[Elasticsearch][Ingest pipeline] Stop truncating the elasticsearch server log messages #12813

consulthys · 2025-02-17T14:27:16Z

Proposed commit message

This PR fixes the ingest pipeline called logs-elasticsearch.server-<version>-pipeline-json that parses elasticsearch server logs.

The pipeline was inherited from the Filebeat elasticsearch module and hasn't changed in several years. The main issue is that the pipeline makes the assumption that if the message field value starts with square brackets (e.g. [xyz] some log message), then xyz is considered to be an index name (indexed in the elasticsearch.index.name field) and the message is truncated to only what comes after the square brackets (i.e. some log message). This assumption might have been true at some point in the past, but isn't the case anymore, i.e. the square brackets can contain literally anything, such as component names, class names, etc. Truncating the message field breaks downstream processes that expect to find the full log message in that field.

For instance, when applied on the following log message

[co.elastic.elasticsearch.metering.sampling.SampledStorageMetricsProvider] is not ready for collect yet

the truncated message field will only contain is not ready for collect yet, which now lacks context and is unsuable.

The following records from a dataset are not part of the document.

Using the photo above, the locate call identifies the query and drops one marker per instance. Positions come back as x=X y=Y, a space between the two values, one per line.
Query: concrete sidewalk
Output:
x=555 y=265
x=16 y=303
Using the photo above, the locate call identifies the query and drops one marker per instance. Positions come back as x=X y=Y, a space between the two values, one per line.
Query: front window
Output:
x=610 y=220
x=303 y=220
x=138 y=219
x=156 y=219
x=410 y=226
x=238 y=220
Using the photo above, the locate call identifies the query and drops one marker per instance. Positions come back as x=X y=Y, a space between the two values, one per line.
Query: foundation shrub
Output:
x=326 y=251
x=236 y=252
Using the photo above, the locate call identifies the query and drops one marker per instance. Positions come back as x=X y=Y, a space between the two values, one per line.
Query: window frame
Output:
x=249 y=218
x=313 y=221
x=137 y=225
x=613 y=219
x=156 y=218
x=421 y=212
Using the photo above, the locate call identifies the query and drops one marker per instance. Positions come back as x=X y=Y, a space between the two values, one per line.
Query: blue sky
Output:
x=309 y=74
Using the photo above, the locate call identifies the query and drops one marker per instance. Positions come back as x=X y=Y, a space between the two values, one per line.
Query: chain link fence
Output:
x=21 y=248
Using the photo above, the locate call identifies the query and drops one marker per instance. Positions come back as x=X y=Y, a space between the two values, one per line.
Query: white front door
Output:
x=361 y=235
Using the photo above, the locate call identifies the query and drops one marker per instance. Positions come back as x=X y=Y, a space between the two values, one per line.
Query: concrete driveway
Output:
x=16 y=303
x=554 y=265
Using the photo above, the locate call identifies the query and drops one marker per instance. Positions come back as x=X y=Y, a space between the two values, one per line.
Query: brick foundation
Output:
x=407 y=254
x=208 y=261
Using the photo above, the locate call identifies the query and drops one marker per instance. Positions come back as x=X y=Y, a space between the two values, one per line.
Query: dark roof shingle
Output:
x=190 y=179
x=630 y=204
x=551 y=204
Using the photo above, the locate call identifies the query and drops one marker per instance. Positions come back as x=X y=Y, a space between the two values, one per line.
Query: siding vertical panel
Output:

As it is not easy to find out all (internal and external) downstream processes that rely on the index name to be extracted from the log message, we need to keep extracting whatever is in the square brackets, but without truncating the message field. This PR suggests a non-breaking change that will keep extracting the index name (if it doesn't already exist in the document), while leaving the message field alone.

Checklist

I have reviewed tips for building integrations and this pull request is aligned with them.
I have added an entry to my package's changelog.yml file.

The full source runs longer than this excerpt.